# maxtor basics portable hard disk problem



## rohimirre (Aug 8, 2008)

hi just have a simple problem with my "maxtor basics portable hard disk" it has 320GB,,, and it has a 3 head usb cable,, one with a smaller size that goes to the hard disk, and the other two usb in the computer one has "data+ power" written on it and the other has "power" written on it,,, from the manual it said that i should insert those two usb ends to my computer,,

i did that and the led from the hard disk started blinking,, i waited until my computer recognized the hard disk, then a window appeared asking me to install something, i think it's about a driver,,, but i dont have a cd, and i dont know where to get it,,, the hard disk came without a cd, just the hard disk itself and the usb cables,,,

can anyone help me install that driver needed to make my maxtor basics portable hard disk work,,,

i have a windows xp sp2, video card: sapphire radeon 9200SE atlantis

thank you,,, good day,,


----------



## Rich-M (May 3, 2006)

Use only the main usb plug in a usb port, the second one is really more for use with an underpowered laptop and there should be no need of driver as they are native to XP.


----------



## rohimirre (Aug 8, 2008)

uhhmm i tried that, but the window still comes up, it still asks me to install a software for the usb device,,,

by the way, the usb cable that came along the hard disk was a 3 head usb, the 1st one has the "data+ power" thing written on it, then the cable extends in two parts (two separate cables) the other end was the other usb that has "power" written on it, and the other end of the separate cable has the smaller usb that connects to the hard disk,,, (just wanted to clear that)


----------



## rohimirre (Aug 8, 2008)

uhmm just a bump for my thread,, it's been some days now since i last posted here,, so i guess it's ok if i post another reply to make my thread go up the list,,, thank you,,

anyway, i still have the problem with my maxtor basics portable 320GB external hard disk,,


----------



## fairnooks (Oct 1, 2007)

When you cancel out of the message that appears can you then go to My Computer and does the drive show up?

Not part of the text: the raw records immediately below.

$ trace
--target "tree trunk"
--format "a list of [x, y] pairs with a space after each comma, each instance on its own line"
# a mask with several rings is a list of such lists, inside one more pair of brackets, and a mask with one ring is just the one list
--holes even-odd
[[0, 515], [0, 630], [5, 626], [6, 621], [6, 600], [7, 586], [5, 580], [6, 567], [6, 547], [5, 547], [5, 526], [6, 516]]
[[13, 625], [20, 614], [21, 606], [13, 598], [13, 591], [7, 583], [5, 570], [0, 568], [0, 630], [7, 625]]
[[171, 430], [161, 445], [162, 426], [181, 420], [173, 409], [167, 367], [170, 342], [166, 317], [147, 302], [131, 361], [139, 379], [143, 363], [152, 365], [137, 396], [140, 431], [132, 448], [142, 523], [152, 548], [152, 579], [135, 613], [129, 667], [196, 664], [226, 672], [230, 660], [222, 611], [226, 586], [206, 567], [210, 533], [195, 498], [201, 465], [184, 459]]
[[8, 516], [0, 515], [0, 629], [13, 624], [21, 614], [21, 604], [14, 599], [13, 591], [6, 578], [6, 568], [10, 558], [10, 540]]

If no drive, right click on My Computer ICON (or in start menu) and choose Manage>>Storage>>Disk Management. Does the drive show up there?
If so right click on the drive and choose open or explore and if there's some sort of executable file already on the drive that's probably what is trying to install, usually some sort of backup program, which you may or may not want to install. There shouldn't be anything you NEED to install and you can just delete those files if you wish or format the drive and assign it a drive letter, which is a good protocol to follow after something has been shipped from a warehouse and bounced around a little.


----------



## Rich-M (May 3, 2006)

Have you checked the bios to see to it it is set for usb 2.0 and all usb ports are enabled?


----------



## drbali (May 6, 2007)

I bought a Maxtor Basics External drive earlier today in Bali (Indonesia). Got home, plugged the "Power and Data" USB cable in and it works fine.

Oh - my instructions said to plug the "Power and Data" cable in *first*, then the "Power" one (I guess, only if needed).

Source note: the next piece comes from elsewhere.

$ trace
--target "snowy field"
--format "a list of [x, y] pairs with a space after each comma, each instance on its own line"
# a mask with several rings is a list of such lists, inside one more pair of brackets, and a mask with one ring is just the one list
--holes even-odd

As *fairnooks* above said:
"_There shouldn't be anything you NEED to install._"

_Maybe_ your USB port is flaky - have you tried another one? Or check your BIOS that USB ports are enabled. Also, click the "Refresh" button in the "View" menu of Windows explorer.

My only "problem", so far with this drive and a bigger Seagate SATA I bought last week, is how to register them for warranty purposes.

If nothing works, it's possible your drive/cable is faulty to begin with. I hope not.

Good luck.


----------